Seven decades after the end of the Korean War, Seoul began a meticulous job of searching for and identifying the bodies of fallen soldiers and is still missing. Our reporters participated in this unique research program that could be developed at the border between the two Koreans thanks to an agreement reached with Pyongyang two years ago.
“Find my hero. “This is the name of the campaign that South Korea has launched to encourage descendants’ families to share their DNA to identify the remains of Korean War veterans (1950-1953).
This conflict, one of the last remnants of the Cold War, may seem remote. But for millions of Koreans, in the north as well as in the south, it is still alive. Because the two Koreans are still technically at war – only one arms deal was signed in 1953 – but also because the remnants of 130,000 soldiers, Koreans and foreigners, were abandoned at the end of the conflict. The families had no news.
Today, things are about to change. Thanks to advances in DNA research and then to an agreement between the two Koreas entered into in 2018, excavations in the border area, DMZ, could begin.

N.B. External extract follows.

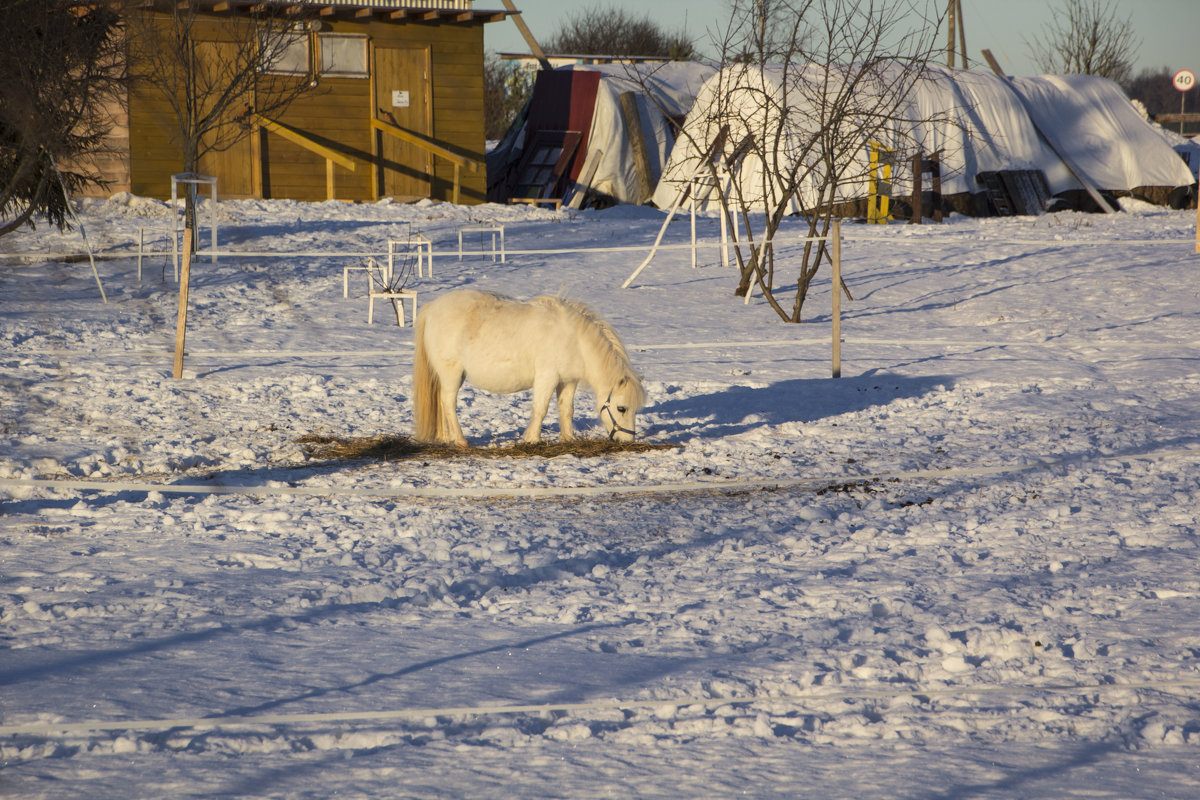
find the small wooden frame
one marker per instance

Seoul has decided to invest a lot of money and time in identifying these “ghosts of war”. Every year, 100,000 South Korean soldiers are mobilized for the excavations.
>> To see: “DMZ, Korean error line”
An almost impossible bog: you have to move, dig the soil in huge forests to hope to find the remains of soldiers who disappeared seven decades ago … In laboratories, researchers are trying to cross-reference these remains with DNA from descendants.
A titanium project that is of utmost importance to many South Korean families. When they can finally bury their dead, the feeling is palpable. In South Korea, 40,000 people have already participated in this campaign and conducted genetic research. Hope is good, but the lucky ones are rare. Our reporters have met them.
The international nature of this conflict is not recognized. South Koreans, North Koreans, but also Chinese, Americans and French … in total, about twenty countries participated in the Korean War. Few people know that seven French soldiers are still missing. This devastating conflict caused nearly 3 million deaths and in 1953 resulted in the division of the peninsula into two states. A division that is more relevant than ever.
>> To read: “North Korea returns the remains of American soldiers who died during the Korean War”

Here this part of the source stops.